[loc-en-dev] -u- extension API - necessary updates?

Wed Jun 30 13:30:24 PDT 2010

In the Locale Enhancement repository, we have following proposed APIs 
supporting -u- extension:

In java.util.Locale

public Set<String> getUnicodeLocaleKeys()
public String getUnicodeLocaleType(String key)

In java.util.Locale.Builder

public Builder setUnicodeLocaleKeyword(String key, String type)

Following Unicode locale extension are not in our scope last year.

1. type represented by multiple subtags
2. key without type
3. attribute

For supporting 1, it looks we do not need any changes in the proposal.  
A Unicode locale extension keyword may have type represented by multiple 
subtags. For example, "en-u-vt-0061-0065" is a valid example defined by 
the current LDML specification (See 
http://www.unicode.org/reports/tr35/#Locale_Extension_Key_and_Type_Data).

However, this does not mean that a keyword may have multiple types. In 
this example, 0061 and 0065 are not two different types - instead 
"0061-0065" is a type. Thus, getUnicodeLocaleType("vt") can simply 
return "0061-0065".  To set the type using Builder, 
setUnicodeLocaleKeyword("vt", "0061-0065") is sufficient.

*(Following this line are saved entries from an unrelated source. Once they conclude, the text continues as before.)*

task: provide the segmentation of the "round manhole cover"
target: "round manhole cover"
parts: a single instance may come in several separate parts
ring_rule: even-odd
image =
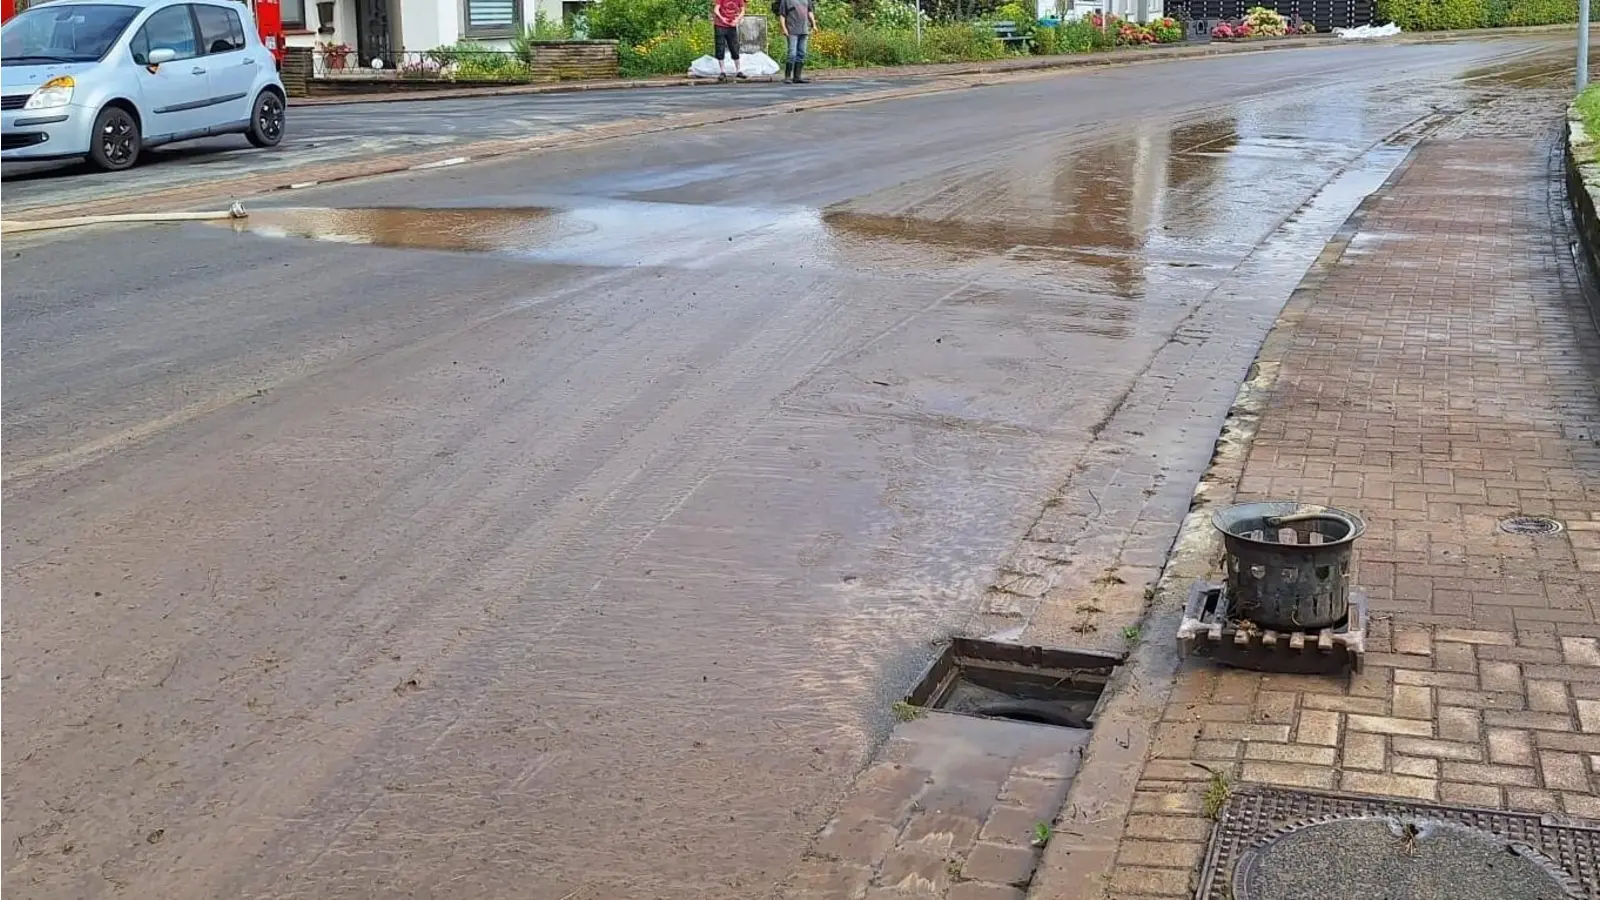
[[[1506,534],[1555,534],[1565,527],[1544,516],[1512,516],[1500,520],[1500,530]]]
[[[1330,891],[1372,900],[1583,896],[1531,847],[1432,819],[1372,816],[1292,826],[1241,855],[1234,870],[1235,900],[1328,900]]]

For supporting 2, there is a minor conflict with the current proposal. 
Assume we have a Locale represented by pseudo language tag 
"en-u-aa-bb-ccc". getUnicodeLocaleKeys() will return a set containing 
"aa" and "bb". getUnicodeLocaleType(String key) currently returns null 
when the input key is not available, and it returns non-empty type 
string when the key is available. We could use empty string "" to 
represent typeless keyword - that is, getUnicodeLocaleType("aa") to 
return "" in this example.

The remaining question is the Builder API - 
setUnicodeLocaleKeyword(String key, String type). For now, empty string 
type indicate that the keyword itself is removed from the current state 
and null type throws NPE. We could change the API to use null for 
deletion instead of empty string. For example, if an Builder internally 
represents "en-u-aa-bb-ccc", setUnicodeLocaleKeyword("aa", null) will 
remove the typeless keyword "aa" - and internal representation will be 
changed to "en-u-bb-ccc" after the call. Also, 
setUnicodeLocaleKeyword("dd", "") will append a typeless keyword "dd" to 
the internal state (that is, "en-u-aa-bb-ccc-dd").

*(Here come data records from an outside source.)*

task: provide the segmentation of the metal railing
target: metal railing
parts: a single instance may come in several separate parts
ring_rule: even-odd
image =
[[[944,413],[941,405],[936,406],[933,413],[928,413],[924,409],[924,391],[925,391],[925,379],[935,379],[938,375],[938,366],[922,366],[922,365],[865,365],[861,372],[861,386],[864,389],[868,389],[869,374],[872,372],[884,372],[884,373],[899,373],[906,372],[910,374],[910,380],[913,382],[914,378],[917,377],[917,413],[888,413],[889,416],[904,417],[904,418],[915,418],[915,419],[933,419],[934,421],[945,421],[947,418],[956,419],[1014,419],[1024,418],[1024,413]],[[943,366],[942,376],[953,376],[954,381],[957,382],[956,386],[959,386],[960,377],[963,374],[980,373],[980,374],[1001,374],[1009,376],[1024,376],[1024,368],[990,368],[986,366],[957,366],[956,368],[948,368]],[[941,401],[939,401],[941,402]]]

Note that setXXX with empty string is removing a field from Builder by 
the current design. If we really want to change the semantics of empty 
string and null in  the API setUnicodeLocaleKeyword, the consistent 
policy should be applied to others (for example, setLanguage(null) to 
remove language field, instead of setLanguage("")).

For supporting 3, we could treat an attribute as keyless keyword. But it 
makes getUnicodeLocaleKeys()/getUnicodeLocaleType(String key) a little 
bit awkward. Technically, we can still design them like that way 
(getUnicodeLocaleKeys() to include an empty string in the return set / 
getUnicodeLocaleType("") to return attribute subtags). I think adding 
extra API dedicated for attribute is cleaner.

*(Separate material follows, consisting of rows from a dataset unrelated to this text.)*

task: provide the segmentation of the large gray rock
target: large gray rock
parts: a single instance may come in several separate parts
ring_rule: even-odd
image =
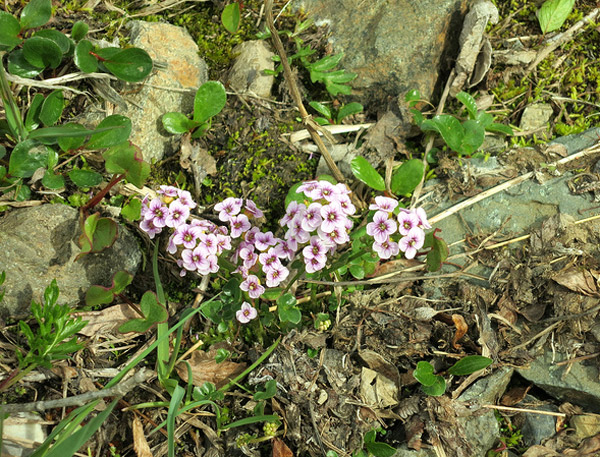
[[[468,0],[295,0],[315,20],[331,27],[334,53],[358,73],[352,82],[362,97],[384,100],[411,89],[430,98],[458,53]],[[365,97],[366,96],[366,97]]]
[[[26,316],[31,300],[41,301],[53,279],[60,290],[58,302],[76,305],[91,285],[110,285],[118,270],[136,273],[142,254],[124,227],[119,226],[110,249],[75,262],[80,233],[79,212],[66,205],[17,209],[0,218],[0,271],[6,272],[3,317]]]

public Set<String> getUnicodeLocaleAttributes()

The same idea is applicable to Builder. The API dedicated for 
adding/removing Unicode locale attribute like below may be added:

public Builder addUnicodeLocaleAttribute(String attribute)
public Builder removeUnicodeLocaleAttribute(String attribute)

Another possibility is to multiple attributes as a whole.

public Builder setUnicodeLocaleAttribute(String attributes)

For example, setting attribute "abc" and "def", 
setUnicodeLocaleAttributes("abc-def"). If we go for this approach, we do 
not need "remove" method. A tricky part is that the order of attributes 
does not matter. So, semantically, "abc-def" and "def-abc" are same. We 
do not want to introduce unnecessary variations, we should clearly state 
that the order of attributes are not preserved.

Another question related to this - Set<String> vs. List<String>. 
Currently, getUnicodeLocaleKeys() returns Set<String> (actually, 
unmodifiable set). Semantically, the order of keywords does not matter. 
"u-ca-japanese-cu-jpy" is equivalent to "u-cu-jpy-ca-japanese". But we 
do use canonical order (alphabetical order of keys) when a Locale is 
converted to a language tag. From this point of view, List<String> might 
be more appropriate. This also applies to attributes. If we agree to 
support Unicode locale attributes with dedicated APIs like above, we 
should decide if the collection of attributes should be represented by 
Set or List.

Overall, supporting full specification of Unicode locale extension looks 
not too bad. Some may argue why we add APIs dedicated for things which 
are not yet used. We could defer adding "attribute" APIs - and attribute 
can be only set via Builder.setExtension('u', "...."). But necessary API 
addition is pretty minimal and with these APIs, the design look more 
complete. Therefore, if we are going to include any 'u' extension 
specific APIs, I want to do it completely including attribute support.

-Yoshito